= Frank Dimant =

Canadian activist

Frank Dimant (born ) was executive vice president and CEO of B'nai Brith Canada, and was also CEO of the organization's Institute for International Affairs and the League for Human Rights, from 1978 to 2014. He also was the publisher of B'nai Brith's newspaper, Jewish Tribune from 1985 until September 2014.

Dimant was the CEO of Christians United for Israel Canada from January 2015 until 2019. He was, from 2015 until 2018, dean of the Modern Israel Studies Department at Canada Christian College and School of Graduate Theological Studies where he had been chair of the department since 2008. As of 2019, Dimant was no longer associated with the college.

Dimant was appointed national chairman of Likud Canada in June 2019.

==Background==
Originally from Montreal, Quebec, Dimant was educated at Yeshiva University and at McGill University's Graduate School of Sociology. He describes himself as a "disciple of the teachings of Zev Jabotinsky".

Dimant was the central region director of the Canadian Zionist Federation in the early 1970s.

==B'nai Brith==
Dimant retired from B'nai Brith Canada after a tenure of 36 years in September 2014 and was replaced by Michael Mostyn.

In 2014, Dimant told the Canadian Jewish News he planned to nominate Canadian Prime Minister Stephen Harper for the Nobel Peace Prize for his "moral leadership in the world… especially when it comes to standing up to radical Islamist terrorism." Dimant's announcement sparked a petition to the Nobel adjudication committee to protest the proposed nomination, stating it "would be a disgrace and insult to [the] prestigious award." In January of that year, Dimant and other Jewish leaders had accompanied the prime minister on his first trip to Israel, at which time Dimant praised Harper's "unparalleled" support for the Jewish state.

On July 8, 2015, the Toronto Star reported that Dimant had demanded an annual retirement payout of $175,000, representing 75% of his former salary, which the B'nai Brith believed was too lucrative and would have required the struggling charity to direct fundraising dollars to pay for Dimant's pension. Dimant stated that the payout was approved by the organization's board, however, the Star cited an unnamed source as stating that the deal was arranged with little oversight while Dimant was still in charge. In the year following Dimant's retirement, B'nai Brith Canada put its "state of the art" care facility for Alzheimer's patients under insolvency protection while also trying to sell it. The project, initiated and led by Dimant, was a $16 million facility opened in 2013 but that had been unable to attract enough patients, due to high fees for patients of $7,500 a month and the fact that it was not designed to be wheelchair accessible; the facility is losing $50,000 a month and owes $11 million to creditors.

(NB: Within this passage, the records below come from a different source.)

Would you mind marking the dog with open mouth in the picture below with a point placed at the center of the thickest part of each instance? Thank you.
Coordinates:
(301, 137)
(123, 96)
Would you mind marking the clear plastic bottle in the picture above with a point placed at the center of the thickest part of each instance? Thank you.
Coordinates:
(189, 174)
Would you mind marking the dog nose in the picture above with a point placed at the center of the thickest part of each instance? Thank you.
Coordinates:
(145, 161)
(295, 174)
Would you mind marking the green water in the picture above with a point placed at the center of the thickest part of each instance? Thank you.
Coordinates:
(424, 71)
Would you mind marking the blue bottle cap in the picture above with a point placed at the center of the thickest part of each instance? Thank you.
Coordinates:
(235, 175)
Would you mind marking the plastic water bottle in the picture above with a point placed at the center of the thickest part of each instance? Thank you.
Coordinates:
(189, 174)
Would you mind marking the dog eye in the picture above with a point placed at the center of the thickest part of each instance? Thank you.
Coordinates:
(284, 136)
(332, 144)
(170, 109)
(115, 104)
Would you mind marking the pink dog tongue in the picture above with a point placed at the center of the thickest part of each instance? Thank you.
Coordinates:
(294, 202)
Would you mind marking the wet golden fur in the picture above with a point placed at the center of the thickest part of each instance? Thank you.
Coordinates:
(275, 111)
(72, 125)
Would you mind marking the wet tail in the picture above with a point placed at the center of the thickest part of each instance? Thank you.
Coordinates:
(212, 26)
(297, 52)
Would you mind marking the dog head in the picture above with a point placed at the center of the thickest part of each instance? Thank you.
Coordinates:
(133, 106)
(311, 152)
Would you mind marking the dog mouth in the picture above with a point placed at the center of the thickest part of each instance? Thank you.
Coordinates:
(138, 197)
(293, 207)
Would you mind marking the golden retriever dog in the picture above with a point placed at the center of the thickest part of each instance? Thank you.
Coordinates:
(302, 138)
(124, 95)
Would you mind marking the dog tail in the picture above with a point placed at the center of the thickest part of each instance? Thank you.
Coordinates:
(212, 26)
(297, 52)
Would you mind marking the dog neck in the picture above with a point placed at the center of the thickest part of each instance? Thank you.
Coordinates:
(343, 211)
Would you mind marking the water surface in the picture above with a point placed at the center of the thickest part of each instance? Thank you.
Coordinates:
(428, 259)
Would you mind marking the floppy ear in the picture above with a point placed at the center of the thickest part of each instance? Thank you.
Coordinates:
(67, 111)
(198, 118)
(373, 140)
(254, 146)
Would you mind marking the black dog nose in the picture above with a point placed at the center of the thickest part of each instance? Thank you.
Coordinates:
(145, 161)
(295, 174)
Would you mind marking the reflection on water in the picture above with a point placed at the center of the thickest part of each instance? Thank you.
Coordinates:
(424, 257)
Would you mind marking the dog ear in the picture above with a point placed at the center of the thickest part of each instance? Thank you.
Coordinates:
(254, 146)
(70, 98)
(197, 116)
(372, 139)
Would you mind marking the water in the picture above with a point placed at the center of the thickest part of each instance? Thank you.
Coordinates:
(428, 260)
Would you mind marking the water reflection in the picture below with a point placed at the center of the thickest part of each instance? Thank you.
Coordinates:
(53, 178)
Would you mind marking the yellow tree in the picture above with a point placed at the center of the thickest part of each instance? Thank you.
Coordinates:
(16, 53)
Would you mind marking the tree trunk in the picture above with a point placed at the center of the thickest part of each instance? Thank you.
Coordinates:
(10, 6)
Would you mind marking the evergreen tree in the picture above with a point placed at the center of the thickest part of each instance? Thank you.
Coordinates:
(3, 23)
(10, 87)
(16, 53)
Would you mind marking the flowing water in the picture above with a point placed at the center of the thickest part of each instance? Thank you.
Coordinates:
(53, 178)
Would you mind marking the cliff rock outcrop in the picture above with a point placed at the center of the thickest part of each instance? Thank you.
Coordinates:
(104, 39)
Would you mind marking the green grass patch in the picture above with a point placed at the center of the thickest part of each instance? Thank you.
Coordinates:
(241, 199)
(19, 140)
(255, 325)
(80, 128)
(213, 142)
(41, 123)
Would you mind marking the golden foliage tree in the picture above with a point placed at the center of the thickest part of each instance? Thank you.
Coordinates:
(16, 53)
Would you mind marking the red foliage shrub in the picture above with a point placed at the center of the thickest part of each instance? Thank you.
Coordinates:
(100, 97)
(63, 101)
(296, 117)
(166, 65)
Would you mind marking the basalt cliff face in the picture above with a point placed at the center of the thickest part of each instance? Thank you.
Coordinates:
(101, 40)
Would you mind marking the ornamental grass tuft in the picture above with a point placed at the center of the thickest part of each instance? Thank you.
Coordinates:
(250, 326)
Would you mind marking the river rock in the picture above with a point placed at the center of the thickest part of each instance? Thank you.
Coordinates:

The Toronto Star article also claimed that other issues left by Dimant's former management of B'nai Brith were a lack of records, failure to always issue charitable tax receipts and poor corporate governance, with approximately 50 people who had believed they were on various boards of B'nai Brith organizations learning that this was not the case, as Dimant's management had failed to file the correct paperwork with government agencies.